The specialty malt being imported from the U.K., Germany, and other countries “comes down to the availability and some suppliers just having a better product,” he said.

Malt is created through a three-step process which sees grain soaked, germinated, then kilned, converting the starches in the grain into sugars.

Variations in that process, from the grain used to how long the end product is kilned or roasted, can impact the flavour of the resulting beer.

“We’ve actually had a couple people come into the pub and ask if they opened a specialty malt shop if we’d be interested in buying more locally grown malt,” said Enquist, adding “we absolutely would buy all local if we could and it was to the quality we need.”

An added irony of the situation is that in some cases the European malt finding its way into Canadian beers could have been created using Canadian barley to begin with, said Lawrence Warwaruk of Farmery Estate Brewery at Neepawa, Man.

The Farmery brewery creates beer using grain grown on its own farm, but that barley is still malted offsite through an agreement with the Malteurop facility in Winnipeg.

“There is definitely a market for specialty malts,” said Warwaruk, adding that while the large malting companies “do a fantastic job of what they do,” specialty malts have a higher value and could find a home both domestically and even abroad.

“You need to create a demand for locally sourced barley, malted locally, and sold locally,” he said. His company has looked into malting its own grain as well.

The Canadian Malt Barley Technical Centre (CMBTC) in Winnipeg runs training programs a few times a year for aspiring maltsters and those already in the industry.

Peter Watts, managing director of the CMBTC, noted the craft malting sector is very small in North America, accounting for less than one per cent of the total malt production.

He estimated that of the 40 to 50 craft maltsters in North America, only about half a dozen were in Canada. However, he said, there was plenty of interest from the craft industry.

“With the growth and expansion in the craft brewing industry in the last ten years, it has created demand for craft maltsters,” said Watts.

From a theoretical perspective, malting grain is rather basic, but in practice “it’s a pretty big investment up front,” said Watts.

Matt Hamill of Red Shed Malting in Red Deer went through the CMBTC course and is now operating a small-scale maltster.

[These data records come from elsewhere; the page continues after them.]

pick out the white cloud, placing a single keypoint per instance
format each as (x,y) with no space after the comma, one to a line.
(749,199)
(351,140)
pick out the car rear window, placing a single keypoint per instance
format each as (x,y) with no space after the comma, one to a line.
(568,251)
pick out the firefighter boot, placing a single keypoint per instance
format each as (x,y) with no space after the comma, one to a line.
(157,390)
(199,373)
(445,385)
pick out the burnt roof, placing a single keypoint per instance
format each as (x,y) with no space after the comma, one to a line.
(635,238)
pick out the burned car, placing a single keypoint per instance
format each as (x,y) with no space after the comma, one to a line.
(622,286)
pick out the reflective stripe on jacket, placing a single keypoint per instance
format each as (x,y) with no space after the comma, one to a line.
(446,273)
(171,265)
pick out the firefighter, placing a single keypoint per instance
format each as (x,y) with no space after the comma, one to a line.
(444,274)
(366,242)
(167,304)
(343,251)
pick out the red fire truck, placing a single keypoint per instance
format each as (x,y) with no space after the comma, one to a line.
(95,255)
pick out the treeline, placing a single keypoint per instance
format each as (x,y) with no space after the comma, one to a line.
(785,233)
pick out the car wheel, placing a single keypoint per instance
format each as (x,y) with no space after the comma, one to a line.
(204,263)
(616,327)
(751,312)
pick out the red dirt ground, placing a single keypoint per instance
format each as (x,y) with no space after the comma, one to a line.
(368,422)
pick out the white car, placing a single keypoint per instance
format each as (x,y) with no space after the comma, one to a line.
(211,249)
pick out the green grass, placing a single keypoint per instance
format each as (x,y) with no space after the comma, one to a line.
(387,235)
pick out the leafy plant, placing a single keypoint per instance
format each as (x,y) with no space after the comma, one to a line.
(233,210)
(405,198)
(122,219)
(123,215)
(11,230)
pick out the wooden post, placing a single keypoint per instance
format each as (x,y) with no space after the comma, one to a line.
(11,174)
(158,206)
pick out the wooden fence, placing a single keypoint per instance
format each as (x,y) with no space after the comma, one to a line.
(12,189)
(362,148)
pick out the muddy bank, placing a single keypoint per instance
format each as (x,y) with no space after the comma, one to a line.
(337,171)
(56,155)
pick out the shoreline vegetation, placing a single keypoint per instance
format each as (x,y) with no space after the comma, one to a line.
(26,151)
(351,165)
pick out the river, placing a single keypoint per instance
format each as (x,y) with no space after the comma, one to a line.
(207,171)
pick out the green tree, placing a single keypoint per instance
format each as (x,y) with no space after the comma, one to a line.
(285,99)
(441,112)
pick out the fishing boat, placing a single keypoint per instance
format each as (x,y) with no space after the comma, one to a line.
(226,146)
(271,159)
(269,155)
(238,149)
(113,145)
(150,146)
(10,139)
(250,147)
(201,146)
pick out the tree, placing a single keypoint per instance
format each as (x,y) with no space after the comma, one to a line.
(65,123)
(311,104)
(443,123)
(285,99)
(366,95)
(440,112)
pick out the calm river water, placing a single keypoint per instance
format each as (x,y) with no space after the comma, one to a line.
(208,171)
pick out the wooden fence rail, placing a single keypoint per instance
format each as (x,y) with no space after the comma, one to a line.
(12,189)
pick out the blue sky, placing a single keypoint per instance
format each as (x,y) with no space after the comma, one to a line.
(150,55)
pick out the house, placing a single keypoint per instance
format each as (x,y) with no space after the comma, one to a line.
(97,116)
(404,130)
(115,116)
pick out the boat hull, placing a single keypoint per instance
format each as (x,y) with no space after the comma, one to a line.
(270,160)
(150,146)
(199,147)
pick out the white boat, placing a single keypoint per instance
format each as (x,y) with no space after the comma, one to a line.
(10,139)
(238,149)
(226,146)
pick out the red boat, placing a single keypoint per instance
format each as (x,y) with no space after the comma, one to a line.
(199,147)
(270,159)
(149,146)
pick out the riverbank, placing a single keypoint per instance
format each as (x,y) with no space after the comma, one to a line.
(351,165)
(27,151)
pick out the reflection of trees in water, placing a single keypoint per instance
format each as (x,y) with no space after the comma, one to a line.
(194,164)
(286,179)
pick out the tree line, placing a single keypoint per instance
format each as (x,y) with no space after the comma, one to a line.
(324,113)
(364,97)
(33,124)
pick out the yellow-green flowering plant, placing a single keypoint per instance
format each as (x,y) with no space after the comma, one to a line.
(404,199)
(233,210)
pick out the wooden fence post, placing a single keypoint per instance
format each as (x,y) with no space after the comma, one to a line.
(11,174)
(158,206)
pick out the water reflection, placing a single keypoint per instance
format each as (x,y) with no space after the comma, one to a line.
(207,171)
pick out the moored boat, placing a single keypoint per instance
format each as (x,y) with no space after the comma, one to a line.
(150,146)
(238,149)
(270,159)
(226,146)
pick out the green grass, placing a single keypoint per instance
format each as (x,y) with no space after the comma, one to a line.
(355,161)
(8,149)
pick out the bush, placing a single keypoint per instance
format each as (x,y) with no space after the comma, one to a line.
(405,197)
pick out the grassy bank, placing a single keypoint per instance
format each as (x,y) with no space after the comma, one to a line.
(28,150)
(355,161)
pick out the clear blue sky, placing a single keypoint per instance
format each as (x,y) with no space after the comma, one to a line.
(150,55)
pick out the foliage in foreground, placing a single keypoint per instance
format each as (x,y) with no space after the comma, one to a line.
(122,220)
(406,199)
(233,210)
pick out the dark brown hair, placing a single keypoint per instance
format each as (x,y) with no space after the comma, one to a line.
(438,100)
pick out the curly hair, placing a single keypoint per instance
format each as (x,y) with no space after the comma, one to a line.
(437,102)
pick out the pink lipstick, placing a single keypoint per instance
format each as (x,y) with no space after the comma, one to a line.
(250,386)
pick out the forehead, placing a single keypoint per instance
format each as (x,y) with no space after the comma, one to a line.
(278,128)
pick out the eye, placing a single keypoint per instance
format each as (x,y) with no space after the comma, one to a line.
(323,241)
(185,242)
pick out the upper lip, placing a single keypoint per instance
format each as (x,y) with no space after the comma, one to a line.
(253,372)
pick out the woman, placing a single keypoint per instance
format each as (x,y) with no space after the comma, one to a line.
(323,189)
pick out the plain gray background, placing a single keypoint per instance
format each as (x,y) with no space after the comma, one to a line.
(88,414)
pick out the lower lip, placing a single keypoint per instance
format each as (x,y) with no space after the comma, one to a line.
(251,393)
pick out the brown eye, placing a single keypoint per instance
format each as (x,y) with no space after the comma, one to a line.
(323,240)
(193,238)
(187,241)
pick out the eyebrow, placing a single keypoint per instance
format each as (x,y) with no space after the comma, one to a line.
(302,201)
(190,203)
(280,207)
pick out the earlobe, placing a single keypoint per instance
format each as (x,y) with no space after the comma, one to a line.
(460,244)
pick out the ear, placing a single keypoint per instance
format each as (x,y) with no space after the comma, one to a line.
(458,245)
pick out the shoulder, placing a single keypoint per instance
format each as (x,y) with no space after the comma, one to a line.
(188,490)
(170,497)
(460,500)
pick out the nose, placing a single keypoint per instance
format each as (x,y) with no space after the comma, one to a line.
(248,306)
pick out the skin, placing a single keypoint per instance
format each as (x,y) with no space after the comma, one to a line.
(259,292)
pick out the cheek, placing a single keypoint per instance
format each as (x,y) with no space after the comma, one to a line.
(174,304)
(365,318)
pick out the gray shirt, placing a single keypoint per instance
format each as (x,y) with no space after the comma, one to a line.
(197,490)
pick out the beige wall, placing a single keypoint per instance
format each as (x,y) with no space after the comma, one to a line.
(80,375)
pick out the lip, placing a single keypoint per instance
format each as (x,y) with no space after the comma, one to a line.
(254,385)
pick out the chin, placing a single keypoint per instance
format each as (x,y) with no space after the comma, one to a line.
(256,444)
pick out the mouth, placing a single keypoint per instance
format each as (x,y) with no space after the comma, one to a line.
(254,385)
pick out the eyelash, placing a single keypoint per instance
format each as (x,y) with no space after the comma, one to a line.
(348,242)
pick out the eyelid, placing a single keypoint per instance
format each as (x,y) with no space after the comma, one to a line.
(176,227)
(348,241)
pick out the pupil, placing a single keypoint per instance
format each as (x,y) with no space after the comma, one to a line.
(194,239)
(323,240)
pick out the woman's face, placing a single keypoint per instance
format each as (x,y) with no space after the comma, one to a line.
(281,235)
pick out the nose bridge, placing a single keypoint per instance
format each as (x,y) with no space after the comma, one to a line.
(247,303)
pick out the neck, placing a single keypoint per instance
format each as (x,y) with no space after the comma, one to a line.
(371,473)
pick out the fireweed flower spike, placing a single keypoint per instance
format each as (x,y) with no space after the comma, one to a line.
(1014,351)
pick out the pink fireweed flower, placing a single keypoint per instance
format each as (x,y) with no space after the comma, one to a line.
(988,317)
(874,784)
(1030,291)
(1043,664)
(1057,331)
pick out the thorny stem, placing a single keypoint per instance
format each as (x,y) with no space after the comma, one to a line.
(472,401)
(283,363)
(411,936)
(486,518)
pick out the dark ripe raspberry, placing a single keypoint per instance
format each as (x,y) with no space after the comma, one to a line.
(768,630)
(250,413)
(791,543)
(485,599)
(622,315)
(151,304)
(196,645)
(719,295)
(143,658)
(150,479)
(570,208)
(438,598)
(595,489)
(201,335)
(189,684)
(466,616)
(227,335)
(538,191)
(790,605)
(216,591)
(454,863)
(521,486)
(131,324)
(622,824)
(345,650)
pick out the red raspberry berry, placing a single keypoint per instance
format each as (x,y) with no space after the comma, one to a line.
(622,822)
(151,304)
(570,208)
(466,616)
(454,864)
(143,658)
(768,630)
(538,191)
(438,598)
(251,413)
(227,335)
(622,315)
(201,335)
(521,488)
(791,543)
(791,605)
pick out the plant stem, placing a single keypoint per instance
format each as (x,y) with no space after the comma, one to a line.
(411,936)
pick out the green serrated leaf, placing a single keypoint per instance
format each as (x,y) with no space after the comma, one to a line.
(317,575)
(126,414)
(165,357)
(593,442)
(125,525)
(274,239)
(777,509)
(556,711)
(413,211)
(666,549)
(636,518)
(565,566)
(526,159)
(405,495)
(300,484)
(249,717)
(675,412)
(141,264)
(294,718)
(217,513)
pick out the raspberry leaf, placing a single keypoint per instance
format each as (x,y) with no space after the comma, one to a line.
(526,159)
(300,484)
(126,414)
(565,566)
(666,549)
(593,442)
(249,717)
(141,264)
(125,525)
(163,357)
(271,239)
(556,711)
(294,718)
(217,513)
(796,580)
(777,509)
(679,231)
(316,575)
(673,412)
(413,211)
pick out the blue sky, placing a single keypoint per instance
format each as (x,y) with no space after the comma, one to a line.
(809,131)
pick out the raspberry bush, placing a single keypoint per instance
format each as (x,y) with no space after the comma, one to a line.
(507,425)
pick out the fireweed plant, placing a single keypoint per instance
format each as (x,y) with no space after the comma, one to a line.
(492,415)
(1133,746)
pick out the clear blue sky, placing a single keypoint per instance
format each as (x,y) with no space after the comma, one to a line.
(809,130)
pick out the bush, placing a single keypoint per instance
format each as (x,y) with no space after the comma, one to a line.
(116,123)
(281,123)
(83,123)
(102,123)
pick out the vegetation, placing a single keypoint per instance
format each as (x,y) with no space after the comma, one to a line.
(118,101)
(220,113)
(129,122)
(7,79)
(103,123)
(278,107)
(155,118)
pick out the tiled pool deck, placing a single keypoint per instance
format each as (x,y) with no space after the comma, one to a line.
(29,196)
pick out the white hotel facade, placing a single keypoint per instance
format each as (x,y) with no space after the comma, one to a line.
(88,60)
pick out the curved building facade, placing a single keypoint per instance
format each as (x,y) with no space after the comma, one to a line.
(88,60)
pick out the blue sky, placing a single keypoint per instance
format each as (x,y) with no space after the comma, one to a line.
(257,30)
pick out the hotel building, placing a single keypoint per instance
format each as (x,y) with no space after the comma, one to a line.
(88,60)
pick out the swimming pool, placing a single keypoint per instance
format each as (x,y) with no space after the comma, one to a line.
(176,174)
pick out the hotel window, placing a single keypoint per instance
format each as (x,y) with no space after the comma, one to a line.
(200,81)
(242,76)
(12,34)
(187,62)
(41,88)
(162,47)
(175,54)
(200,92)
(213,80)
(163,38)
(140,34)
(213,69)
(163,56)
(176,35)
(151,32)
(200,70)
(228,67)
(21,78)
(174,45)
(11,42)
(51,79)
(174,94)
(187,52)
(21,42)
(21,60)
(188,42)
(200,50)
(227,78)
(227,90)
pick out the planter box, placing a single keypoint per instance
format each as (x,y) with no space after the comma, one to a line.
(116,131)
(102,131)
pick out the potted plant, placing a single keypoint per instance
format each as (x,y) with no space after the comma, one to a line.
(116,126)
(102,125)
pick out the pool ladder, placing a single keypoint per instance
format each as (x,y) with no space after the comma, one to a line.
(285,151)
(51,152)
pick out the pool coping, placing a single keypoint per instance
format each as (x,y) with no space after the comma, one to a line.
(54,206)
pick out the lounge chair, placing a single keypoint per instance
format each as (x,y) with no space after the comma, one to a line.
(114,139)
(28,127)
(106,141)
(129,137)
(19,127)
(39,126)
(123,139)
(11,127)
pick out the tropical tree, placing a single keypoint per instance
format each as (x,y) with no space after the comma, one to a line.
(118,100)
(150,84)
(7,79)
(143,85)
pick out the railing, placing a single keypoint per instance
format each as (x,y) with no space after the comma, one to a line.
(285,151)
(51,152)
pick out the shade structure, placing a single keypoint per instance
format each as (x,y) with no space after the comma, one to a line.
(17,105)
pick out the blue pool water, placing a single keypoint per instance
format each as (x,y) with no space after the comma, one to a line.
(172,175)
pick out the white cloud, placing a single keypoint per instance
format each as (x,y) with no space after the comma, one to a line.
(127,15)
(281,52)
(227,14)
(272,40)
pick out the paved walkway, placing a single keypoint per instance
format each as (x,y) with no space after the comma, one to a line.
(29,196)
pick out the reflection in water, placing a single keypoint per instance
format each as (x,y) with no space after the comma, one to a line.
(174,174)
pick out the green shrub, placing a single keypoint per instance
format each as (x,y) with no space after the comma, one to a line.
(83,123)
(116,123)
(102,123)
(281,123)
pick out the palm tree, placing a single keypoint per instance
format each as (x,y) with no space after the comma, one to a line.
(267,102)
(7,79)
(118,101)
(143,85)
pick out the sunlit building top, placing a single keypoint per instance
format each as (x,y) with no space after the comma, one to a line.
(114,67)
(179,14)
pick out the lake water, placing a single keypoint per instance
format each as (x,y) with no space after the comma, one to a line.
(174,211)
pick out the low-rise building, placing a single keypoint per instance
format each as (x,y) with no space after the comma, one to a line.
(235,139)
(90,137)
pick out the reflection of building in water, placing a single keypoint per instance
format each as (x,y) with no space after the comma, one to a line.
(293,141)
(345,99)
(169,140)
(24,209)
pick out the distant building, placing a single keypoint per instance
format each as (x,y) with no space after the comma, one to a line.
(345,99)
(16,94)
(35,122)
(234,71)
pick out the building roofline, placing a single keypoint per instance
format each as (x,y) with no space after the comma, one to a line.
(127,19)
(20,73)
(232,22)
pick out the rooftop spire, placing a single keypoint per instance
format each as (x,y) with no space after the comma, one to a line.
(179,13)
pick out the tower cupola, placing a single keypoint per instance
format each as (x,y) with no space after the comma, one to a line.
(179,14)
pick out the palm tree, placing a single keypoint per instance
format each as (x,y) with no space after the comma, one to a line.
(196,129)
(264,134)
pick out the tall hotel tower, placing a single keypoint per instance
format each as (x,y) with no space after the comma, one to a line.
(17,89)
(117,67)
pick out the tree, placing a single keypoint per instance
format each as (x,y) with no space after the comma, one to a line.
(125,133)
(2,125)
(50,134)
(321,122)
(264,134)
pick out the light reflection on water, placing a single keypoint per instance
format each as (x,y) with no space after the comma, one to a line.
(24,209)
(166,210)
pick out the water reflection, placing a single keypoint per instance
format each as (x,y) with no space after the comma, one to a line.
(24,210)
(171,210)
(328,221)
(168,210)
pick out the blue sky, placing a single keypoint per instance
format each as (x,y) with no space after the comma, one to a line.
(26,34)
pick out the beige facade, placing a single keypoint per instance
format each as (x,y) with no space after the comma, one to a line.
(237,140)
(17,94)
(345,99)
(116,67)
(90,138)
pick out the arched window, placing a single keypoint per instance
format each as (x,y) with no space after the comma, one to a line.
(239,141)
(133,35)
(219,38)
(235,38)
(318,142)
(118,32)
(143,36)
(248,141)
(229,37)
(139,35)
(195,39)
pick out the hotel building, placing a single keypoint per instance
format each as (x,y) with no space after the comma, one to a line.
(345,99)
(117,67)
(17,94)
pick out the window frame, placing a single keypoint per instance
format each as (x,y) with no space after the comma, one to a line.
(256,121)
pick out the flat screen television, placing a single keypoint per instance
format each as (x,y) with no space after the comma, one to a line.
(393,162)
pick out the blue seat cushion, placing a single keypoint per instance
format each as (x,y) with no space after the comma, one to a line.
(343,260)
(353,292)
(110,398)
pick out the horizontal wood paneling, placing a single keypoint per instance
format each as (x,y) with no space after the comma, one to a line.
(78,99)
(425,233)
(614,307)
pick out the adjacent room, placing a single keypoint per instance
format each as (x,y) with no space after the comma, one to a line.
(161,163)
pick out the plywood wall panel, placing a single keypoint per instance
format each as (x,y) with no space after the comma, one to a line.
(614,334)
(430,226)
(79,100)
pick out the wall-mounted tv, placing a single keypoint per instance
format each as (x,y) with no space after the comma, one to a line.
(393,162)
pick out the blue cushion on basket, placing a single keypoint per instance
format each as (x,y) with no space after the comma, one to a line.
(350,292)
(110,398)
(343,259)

The company’s genesis came from a conversation between Hamill’s father, a farmer, and his brother, who was brewing his own beer.

“Why are we getting malt from Germany, when we grow pretty amazing malt-quality barley right here on the farm?” was the question asked, which, after a number of steps along the way, eventually led to a malt house.

“We certainly felt, and still do feel, that there is a need and a place for craft maltsters,” said Hamill.

“We can play around with different barley varieties and production methods,” he said, adding that the smaller scale also allows them to work closely with craft brewers “to make sure we’re giving them exactly what they’re looking for.”

Craft brewing also uses more barley to make the same amount of beer, said Hamill, noting craft beer may need three to seven times more barley compared to mass-produced beers, as brewers are not supplementing with corn, sugar or other adjuncts.

“The big maltsters make a great base malt, but we feel there is an opportunity to do some unique things and put our own twist on it,” said Hamill, adding that “seeing your product make it into beer that you can get at the local liquor store is a pretty amazing thing.”